Show that $\lim_n f_n(x) = f(x)$ almost surely for an integrable function

Question

An exercise taken from Klenke: Let $f \in L^1(\lambda)$, where $\lambda$ is the restriction of the Lebesgue measure to $[0,1]$. Let $I_{n,k} = [k2^{-n},(k+1)2^{-n}), $ for $n \in \mathbb{N}$ and $k = 0,...,2^{n}-1$. Define $f_n:[0,1]\to \mathbb{R}$ by $$ f_n(x)=2^n\int_{I_{k,n}} f d\lambda$$ if k is chosen such that $x \in I_{k,n}$. Show that $\lim_{n\to \infty} f_n(x) = f(x)$ almost surely for $x \in [0,1]$.

But I'm not sure about here $$\lim_n f_n(x) = \lim_n 2^n\int_{k2^{-n}}^{(k+1)2^{-n}} f d\lambda...$$ since $\lim 2^n=0$? If we remove it then perhaps it makes sense below:

i.e.

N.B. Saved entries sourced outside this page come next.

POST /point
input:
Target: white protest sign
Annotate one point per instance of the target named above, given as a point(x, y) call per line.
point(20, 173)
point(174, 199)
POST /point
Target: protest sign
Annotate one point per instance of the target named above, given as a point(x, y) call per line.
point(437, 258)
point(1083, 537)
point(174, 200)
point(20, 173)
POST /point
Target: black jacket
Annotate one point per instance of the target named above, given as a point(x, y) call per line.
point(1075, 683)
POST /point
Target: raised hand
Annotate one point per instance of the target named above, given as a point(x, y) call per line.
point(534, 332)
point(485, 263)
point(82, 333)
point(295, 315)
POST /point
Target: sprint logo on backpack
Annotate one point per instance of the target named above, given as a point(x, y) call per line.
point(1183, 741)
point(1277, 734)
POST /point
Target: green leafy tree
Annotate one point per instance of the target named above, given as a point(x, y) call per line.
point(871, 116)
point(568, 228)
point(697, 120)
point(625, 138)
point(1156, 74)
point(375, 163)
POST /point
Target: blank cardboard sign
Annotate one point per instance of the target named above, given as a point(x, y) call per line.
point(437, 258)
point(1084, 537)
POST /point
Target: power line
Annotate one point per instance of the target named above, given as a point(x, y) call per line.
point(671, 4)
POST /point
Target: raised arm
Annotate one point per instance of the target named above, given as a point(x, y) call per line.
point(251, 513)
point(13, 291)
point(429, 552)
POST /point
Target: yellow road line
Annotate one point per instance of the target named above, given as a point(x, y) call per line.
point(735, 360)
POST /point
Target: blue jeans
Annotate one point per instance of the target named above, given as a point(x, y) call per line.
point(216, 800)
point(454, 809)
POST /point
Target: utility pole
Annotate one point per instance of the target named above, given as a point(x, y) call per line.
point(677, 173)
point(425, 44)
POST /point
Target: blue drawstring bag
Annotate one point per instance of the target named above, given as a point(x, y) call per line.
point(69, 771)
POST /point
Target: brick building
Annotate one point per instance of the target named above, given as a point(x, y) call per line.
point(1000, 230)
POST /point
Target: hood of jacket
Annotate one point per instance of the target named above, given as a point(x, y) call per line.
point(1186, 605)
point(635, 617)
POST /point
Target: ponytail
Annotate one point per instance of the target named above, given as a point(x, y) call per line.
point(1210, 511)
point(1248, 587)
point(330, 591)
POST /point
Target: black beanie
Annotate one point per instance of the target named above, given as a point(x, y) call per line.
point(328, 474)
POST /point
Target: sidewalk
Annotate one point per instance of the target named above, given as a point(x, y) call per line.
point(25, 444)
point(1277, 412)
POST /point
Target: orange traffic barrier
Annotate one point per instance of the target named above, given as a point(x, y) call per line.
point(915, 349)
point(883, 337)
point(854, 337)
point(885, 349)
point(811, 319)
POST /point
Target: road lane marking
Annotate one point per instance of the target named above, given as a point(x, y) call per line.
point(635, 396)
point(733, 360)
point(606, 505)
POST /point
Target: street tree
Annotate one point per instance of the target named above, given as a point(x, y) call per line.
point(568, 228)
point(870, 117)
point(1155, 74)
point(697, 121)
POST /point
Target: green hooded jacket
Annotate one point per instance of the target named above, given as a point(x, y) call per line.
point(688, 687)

Say $\int_0^1f(x) dx=\int_{I_{k,n}}f \mathop{}\!d \lambda $, therefore $$ \lim_{n \to \infty}\int_0 ^1f(x) dx=\lim_{n \to \infty}\int_{I_{k,n}}f \mathop{}\!d \lambda \tag1 $$ Now as $\{I_{k,n}f\}$ is a family of non-negative functions, then the monotone convergence theorem yields

$$ \int_{[0,1]} f\mathop{}\!d \lambda =\lim_{n \to \infty}\int_{I_{k,n}}f \mathop{}\!d \lambda \tag2 $$

Then from $(1)$ and $(2)$ we have that $$ \int_{[0,1]} f\mathop{}\!d \lambda =\lim_{n \to \infty}\int_{k2^{-n}}^{(k+1)2^{-n}}f(x) \mathop{}\!d x\tag3 $$ So $f\in L^1$ if and only if $\lim_{n\to \infty}\int_{k2^{-n}}^{(k+1)2^{-n}}f(x) \mathop{}\!d x$ converges.

Answer 1

First, $\lim_n2^n=\infty$. If you remove it, the limit of the integrals is zero. The point of the $2^n$ at the front is that it is $1/\lambda(I_{k,n})$.

Assume first that $f$ is continuous (so uniformly continuous). Given $\varepsilon>0$, there exists $\delta>0$ such that $|s-t|<\delta$ implies $|f(s)-f(t)|<\varepsilon$. So if $2^n>\tfrac1\delta$, then $|s-t|<\delta$ for all $s,t\in I_{k,n}$. Then \begin{align} |f(x)-f_n(x)| &=2^n\Bigg|\int_{I_{k,n}}(f(x)-f(t))\,d\lambda(t)\Bigg|\\[0.3cm] &\leq 2^n\,\int_{I_{k,n}}|f(x)-f(t)|\,d\lambda(t)\\[0.3cm] &\leq2^n\varepsilon\,\lambda(I_{k,n})=\varepsilon. \end{align} So $f_n(x)\to f(x)$ for all $x$.

Consider now a general $f\in L^1[0,1]$. Then there exists a sequence $\{g_n\}\subset L^1[0,1]$ with $\|g_n-f\|_1\to0$. From here we can choose a subsequence $\{g_{n_s}\}$ such that $g_{n_s} \to f$ almost uniformly. Now \begin{align} |f(x)-f_n(x)| &\leq |f(x)-g_{n_s}(x)|+\Big|g_{n_s}(x)-2^n\int_{I_{k,n}}g_{n_s}\Big|+\Big|2^n\int_{I_{k,n}}g_{n_s}-f_n(x)\Big|\\[0.3cm] &\leq|f(x)-g_{n_s}(x)|+\Big|2^n\int_{I_{k,n}}(g_{n_s}(x)-g_{n_s})\Big|+\Big|2^n\int_{I_{k,n}}(g_{n_s}-f)\Big|.\\[0.3cm] \end{align} The three terms go to zero: the first and third by the almost uniform convergence, and the middle one by continuity of $g_{n_s}$.